Jedną z niesamowitych rzeczy w Berlinie jest to, że jest to niezwykle dynamiczne i szybko zmieniające się miasto. Miałem okazję mieszkać tam krótko w latach 70. XX wieku, kiedy to był środek zimnej wojny, i miałem to niewiarygodnie wyjątkowe poczucie bycia wyspą w środku bloku sowieckiego. Ta wyspa zachodniej cywilizacji w środku bloku sowieckiego. Myślę, że nawet po upadku muru berlińczycy zawsze uważali się za nieco oddalonych od wszystkich innych w Niemczech. W pewnym sensie oprócz wszystkich na świecie. Nawet dziś miasto ciągle czuje, że wymyśla się na nowo i patrzy w przyszłość, jaka będzie, w przeciwieństwie do tego, czym jest teraz. Jest to prawdopodobnie w świecie zachodnim najbardziej perspektywiczne, najbardziej skoncentrowane na tym, czym będzie, miejsce, w którym byłem, w przeciwieństwie do pewnego rodzaju zadowolenia z tego, czym jest.

Zwykle widzisz futurystyczny Nowy Jork lub LA, ale nie Berlin. Ustawienie to zdecydowanie wydaje się nowe dla tego rodzaju filmu.

Tak, to absolutna prawda. W rzeczywistości, kiedy rozmawialiśmy o tym ze Studio Babelsberg, myślę, że jednym z powodów, dla których cała społeczność filmowa, z którą mieliśmy do czynienia w Berlinie, była tak podekscytowana, było to, że robisz film i nie chodzi o nazistów? Wspaniale. Byli podekscytowani faktem, że robimy film science fiction.

Jest optymizm w innych Twoich filmach science fiction, Kod źródłowy i Księżyc , ale Niemy jest bez wątpienia Twoim najbardziej ponurym filmem. Ponieważ jest to taki ponury materiał, czy to właśnie przez lata powodowało niepokój pracowni lub finansistów?

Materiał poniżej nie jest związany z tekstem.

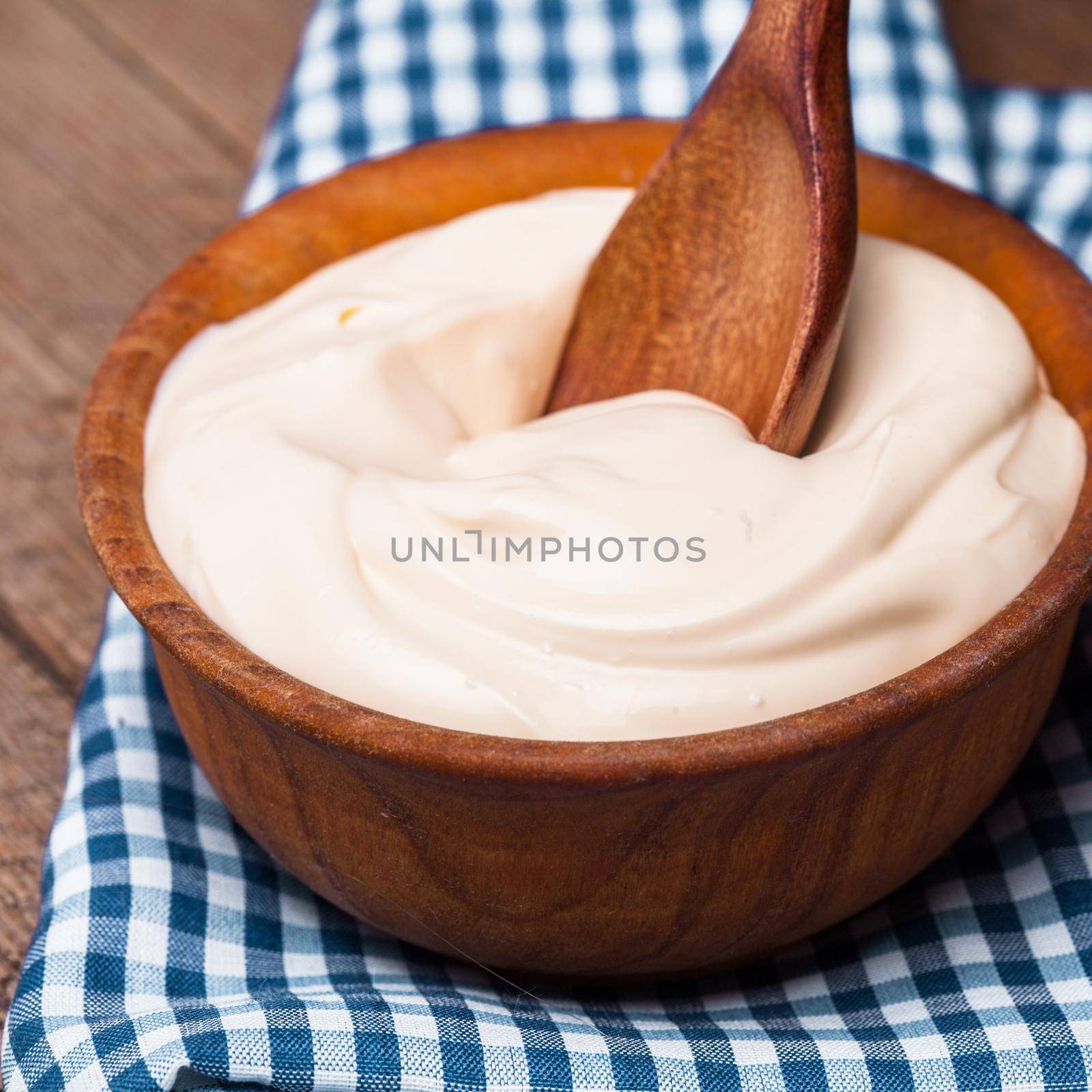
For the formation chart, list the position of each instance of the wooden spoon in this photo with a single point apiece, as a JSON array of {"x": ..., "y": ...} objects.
[{"x": 728, "y": 276}]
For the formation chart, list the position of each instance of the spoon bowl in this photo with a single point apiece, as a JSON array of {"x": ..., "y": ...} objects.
[
  {"x": 609, "y": 862},
  {"x": 729, "y": 274}
]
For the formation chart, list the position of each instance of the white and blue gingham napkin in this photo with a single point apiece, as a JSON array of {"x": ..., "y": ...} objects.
[{"x": 173, "y": 953}]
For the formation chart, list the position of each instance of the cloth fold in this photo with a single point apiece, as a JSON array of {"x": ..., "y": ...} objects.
[{"x": 173, "y": 953}]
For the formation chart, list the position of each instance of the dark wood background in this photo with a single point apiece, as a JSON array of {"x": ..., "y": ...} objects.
[{"x": 127, "y": 132}]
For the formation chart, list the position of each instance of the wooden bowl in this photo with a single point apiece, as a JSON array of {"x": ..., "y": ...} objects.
[{"x": 605, "y": 861}]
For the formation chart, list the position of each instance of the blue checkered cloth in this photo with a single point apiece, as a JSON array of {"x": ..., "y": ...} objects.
[{"x": 173, "y": 953}]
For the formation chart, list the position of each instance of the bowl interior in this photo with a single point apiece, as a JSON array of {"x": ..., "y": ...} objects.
[{"x": 272, "y": 250}]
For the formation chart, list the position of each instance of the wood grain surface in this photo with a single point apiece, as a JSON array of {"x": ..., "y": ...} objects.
[
  {"x": 127, "y": 132},
  {"x": 127, "y": 128}
]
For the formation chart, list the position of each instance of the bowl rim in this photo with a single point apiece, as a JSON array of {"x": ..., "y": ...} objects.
[{"x": 109, "y": 480}]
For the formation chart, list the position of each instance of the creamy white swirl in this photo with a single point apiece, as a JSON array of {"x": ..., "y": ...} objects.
[{"x": 394, "y": 398}]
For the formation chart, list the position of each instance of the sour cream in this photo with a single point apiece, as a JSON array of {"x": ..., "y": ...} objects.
[{"x": 356, "y": 482}]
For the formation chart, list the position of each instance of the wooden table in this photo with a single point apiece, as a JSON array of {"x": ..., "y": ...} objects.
[{"x": 127, "y": 131}]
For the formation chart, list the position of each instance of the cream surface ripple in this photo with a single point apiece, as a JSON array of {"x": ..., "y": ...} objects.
[{"x": 396, "y": 398}]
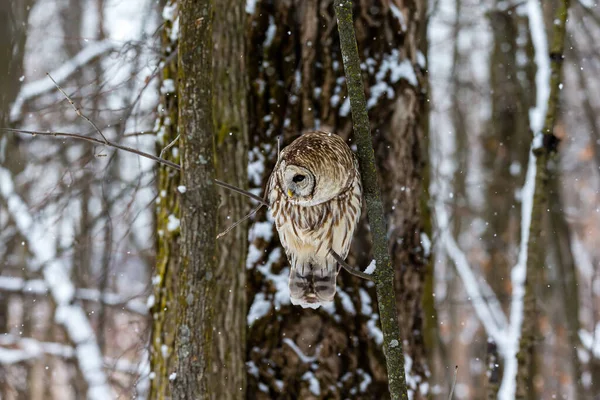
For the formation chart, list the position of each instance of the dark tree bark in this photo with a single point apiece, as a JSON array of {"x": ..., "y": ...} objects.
[
  {"x": 163, "y": 311},
  {"x": 506, "y": 146},
  {"x": 222, "y": 289},
  {"x": 297, "y": 83},
  {"x": 543, "y": 154},
  {"x": 228, "y": 373},
  {"x": 197, "y": 277},
  {"x": 13, "y": 35}
]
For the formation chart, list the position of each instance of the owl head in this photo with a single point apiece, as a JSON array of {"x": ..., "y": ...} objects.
[{"x": 307, "y": 172}]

Myślę, że zawsze było trudno zrobić to z powodu tego ponurego materiału. Niestety, moje życie osobiste było trochę trudne w ciągu ostatnich kilku lat, kiedy wielu członków rodziny umierało. W pewnym sensie wprawiło mnie to w pewien sposób myślenia, gdy robiliśmy, że było to prawdopodobnie niezbędne miejsce, aby pozostać szczerym wobec tonu i gatunku filmu. Ale tak, jest mrocznie, ale jednocześnie, wiesz, między Cactus i Duck, różnymi scenami i nieco surrealistycznymi momentami w całym filmie, miejmy nadzieję, że jest wystarczająco dużo humoru, które wypływa z tych, które to równoważą. Na przykład występ Dominica Monaghana.